Her mother tried to point out the men she wanted to introduce her to, from the little portraits she had seen at home.

“There is a fine prospect.” A prince from Germany.

Erzsebet wrinkled her nose. “He has red hair.” She thought men with red hair looked juvenile.

“Then what about that one? He is only a barrister here in London but very wealthy. Some say he works for all the royalty.”

“He’s so old!” Whispered Erzsebet. “I can see hair growing out of his ears from here.”

“If he’s old then he would die sooner,” teased Anna. “And you would inherit his estate, providing you gave him a son. Really your son would inherit it, but you would have control of it until he grew up.”

“Really mother! Such an old man. And how you talk!”

“The Count from our home country of Hungary then. He has a fine estate in Budapest and is still quite attractive. He is a bit older than you are as well.” Erzsebet, with all of her 12 years, was not so sure. “He has fine features, my dear, and as you grow up you will appreciate that.

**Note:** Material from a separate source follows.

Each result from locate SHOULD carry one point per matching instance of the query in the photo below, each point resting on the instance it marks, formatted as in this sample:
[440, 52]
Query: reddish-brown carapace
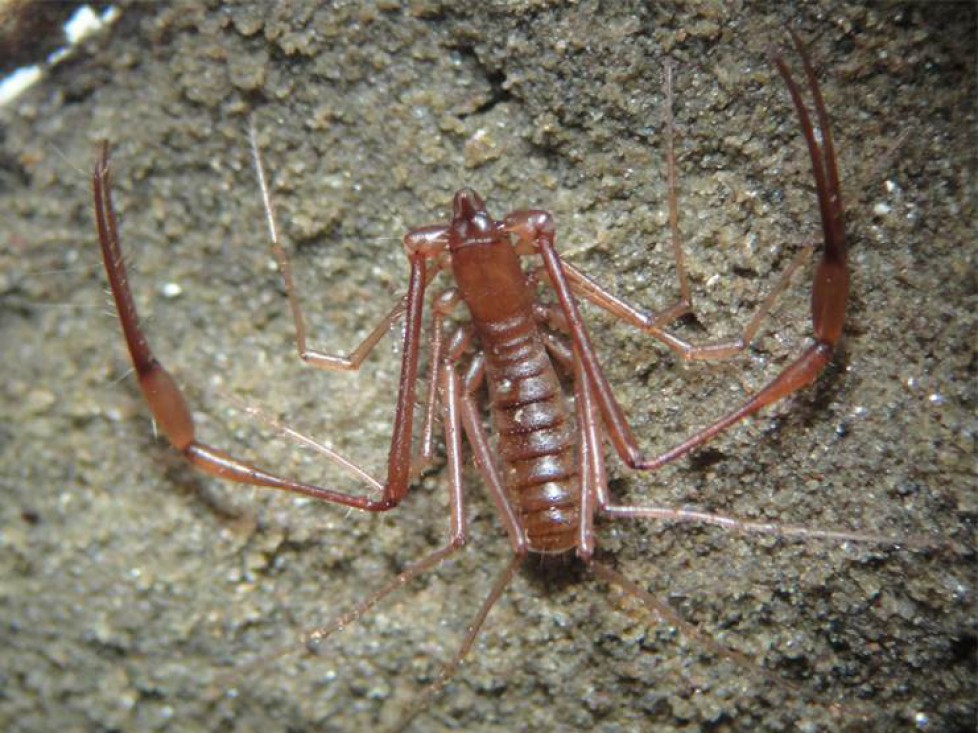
[542, 458]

His stability and experience make him a worthy catch. Just think, you could be entertaining heads of state at balls just like this one in your own castle.”

It did sound exciting, she thought. But would she have to make babies with him? She had lain with the stable boy the one time, but could not imagine doing that often, or with any of these men for that matter. She pushed those thoughts to the back of her mind as the Count walked over to her mother. Kissing her hand and running his hand up her arm, he made Anna blush and giggle like a girl. “You look ravishing, my dear Anna. But who is this charming young creature with you?”